The Long Journey of the Red Grapefruit

By : | 0 Comments | On : August 8, 2012 | Category : Uncategorized

grapefruit9.jpgThe grapefruit is a relative babe in the citrus family of fruit. Relatives like the orange and the pomelo can trace their history back thousands of years, but the grapefruit is only around three hundred years old. First documented on the island of Barbados in 1750, botanists believe that the exotic fruit actually originated in Jamaica in the late 17th century. Like most of the fruits we find on our supermarket shelves, the grapefruit eventually came to America. Unfortunately, it landed in the wrong state.

The year was 1823 and Florida was awash in oranges. The sweet citrus fruit had been a popular snack for centuries. The deck was certainly stacked against the grapefruit from the start. Local fruit lovers abhorred its sour taste and the fact that they needed utensils to eat it. Fruit farmers agreed and dismissed the island fruit as too sour for public consumption. They continued to grow small crops of grapefruit along with lemons and limes for people who had acquired a taste for it.
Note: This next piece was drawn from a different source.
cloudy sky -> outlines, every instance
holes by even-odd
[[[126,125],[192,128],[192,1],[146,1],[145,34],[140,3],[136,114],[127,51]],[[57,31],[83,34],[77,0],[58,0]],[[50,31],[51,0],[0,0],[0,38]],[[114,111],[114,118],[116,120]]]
When the first crops of Texas grapefruit were harvested in 1893, the island fruit had been in America for seventy years with nothing to show for it. Most Americans had never even seen a grapefruit, let alone tried one. And perhaps that was for the best. The grapefruit once again failed to make a positive impression on fruit lovers in the Lone Star State. It was simply too sour for most people's palates. Fortunately for the grapefruit, fruit farmers in South Texas were desperate. They needed a new crop and the grapefruit would have to do.

Because it was a relatively young fruit, the grapefruit had not experienced mutation. When it came to Texas, there was only one variety of grapefruit, the white one. Farmers soon discovered that the new fruit, like most citrus fruits, was prone to mutation. A new pink variety of the grapefruit appeared in 1906. Much to the dismay of local farmers, the pink version tasted exactly like its predecessor. The grapefruit trade struggled on until a tasty new variety was discovered in 1929.

The Ruby Red was the first grapefruit to receive a U.S. patent. What made it so special? It all came down to taste. Unlike its ancestors, the Ruby Red was sweet, not sour. Orchard owners across Texas rejoiced when they tasted the new variety, for they finally had a fruit that was fit for mass consumption. In less than a decade, the grapefruit became one of the most popular breakfast foods in the nation. America is now the world leader in grapefruit production with over
1.5 million tons per year. Grapefruit from Texas is still considered the gold standard. In fact, the Ruby Red became so popular that fruit farmers outlawed the pink and white varieties in 1962 to focus solely on red grapefruit.